Hastalar laparoskopik kolesistektomi veya safra kesesi ameliyatından yaklaşık 3 ile 4 gün içinde işlerine geri dönebilecek duruma gelirler.
Laparoskopik safra kesesi ameliyatlarından sonra diyet gerekir mi?
Evet, safra kesesi ameliyatından sonra bir ile iki ay kadar yağlı ve kızartmalı gıdalardan uzak durmakta yarar vardır.
Safra kesesinin alınması vücutta ne değişikliğe yol açar?
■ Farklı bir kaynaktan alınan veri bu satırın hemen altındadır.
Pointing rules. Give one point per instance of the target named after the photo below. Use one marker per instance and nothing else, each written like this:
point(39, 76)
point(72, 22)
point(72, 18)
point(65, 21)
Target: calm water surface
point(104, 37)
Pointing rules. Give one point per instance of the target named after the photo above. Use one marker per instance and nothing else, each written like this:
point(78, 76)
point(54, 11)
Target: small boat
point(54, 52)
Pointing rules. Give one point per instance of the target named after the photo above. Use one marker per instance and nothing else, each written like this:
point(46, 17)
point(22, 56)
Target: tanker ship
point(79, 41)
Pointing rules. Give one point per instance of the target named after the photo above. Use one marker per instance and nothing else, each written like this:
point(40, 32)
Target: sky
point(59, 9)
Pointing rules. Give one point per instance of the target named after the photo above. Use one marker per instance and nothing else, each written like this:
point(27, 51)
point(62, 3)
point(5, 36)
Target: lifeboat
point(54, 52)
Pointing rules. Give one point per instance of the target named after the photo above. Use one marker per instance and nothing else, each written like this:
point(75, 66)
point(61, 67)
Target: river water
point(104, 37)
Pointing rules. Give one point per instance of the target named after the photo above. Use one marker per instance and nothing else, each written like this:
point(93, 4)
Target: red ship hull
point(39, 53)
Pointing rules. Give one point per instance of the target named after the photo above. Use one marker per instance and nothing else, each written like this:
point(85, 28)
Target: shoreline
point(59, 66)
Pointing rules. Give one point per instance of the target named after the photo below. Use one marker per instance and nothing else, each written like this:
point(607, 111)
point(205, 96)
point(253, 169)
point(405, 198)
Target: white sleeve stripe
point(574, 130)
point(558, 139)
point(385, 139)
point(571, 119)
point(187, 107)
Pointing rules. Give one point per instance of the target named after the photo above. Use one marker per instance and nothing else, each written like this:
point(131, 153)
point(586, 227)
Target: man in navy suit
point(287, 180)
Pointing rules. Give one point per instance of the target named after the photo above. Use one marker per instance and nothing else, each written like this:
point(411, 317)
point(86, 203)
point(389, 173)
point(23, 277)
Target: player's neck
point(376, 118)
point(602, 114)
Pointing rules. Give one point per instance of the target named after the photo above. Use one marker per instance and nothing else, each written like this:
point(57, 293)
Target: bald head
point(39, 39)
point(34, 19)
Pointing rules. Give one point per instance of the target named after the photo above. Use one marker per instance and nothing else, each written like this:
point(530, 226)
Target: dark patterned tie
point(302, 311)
Safra kesesi ameliyatı ile safra kesesi alınan hastaların yaklaşık % 10-25’inde hazımsızlık ve şişkinlik gibi safra kesesi ameliyatı öncesindeki yakınmalar devam edebilir ve bu tabloya ‘postkolesistektomi sendromu’ adı verilmektedir. Postkolesistektomi sendromu’nun acil koşullarda yapılan safra kesesi ameliyatlarından sonra daha sık görüldüğü bilinmektedir. Safra kesesinin alınmasına bağlı olarak başlıca iki sorun görülür: 1. Safranın, safra kesesinde depolanmadan direkt olarak ince bağırsağa akmasından dolayı, safra geri tepmesi (safra reflüsü) ile daha sık olarak mide iltihabı (alkalen reflü gastrit) veya yemek borusu iltihabı (alkalen reflü özofajit) görülmektedir. Bu durumda antiasit (asit giderici) ilaçlar ve proton pompa inhibitörü (PPI) grubu ilaçlar faydalıdır. 2. Safranın ince bağırsağa hızla geçnmesine bağlı olarak ishal ve alt karın bölgesinde ağrı görülebilir ve bu durumda kolestiramin tedavisi yararlıdır.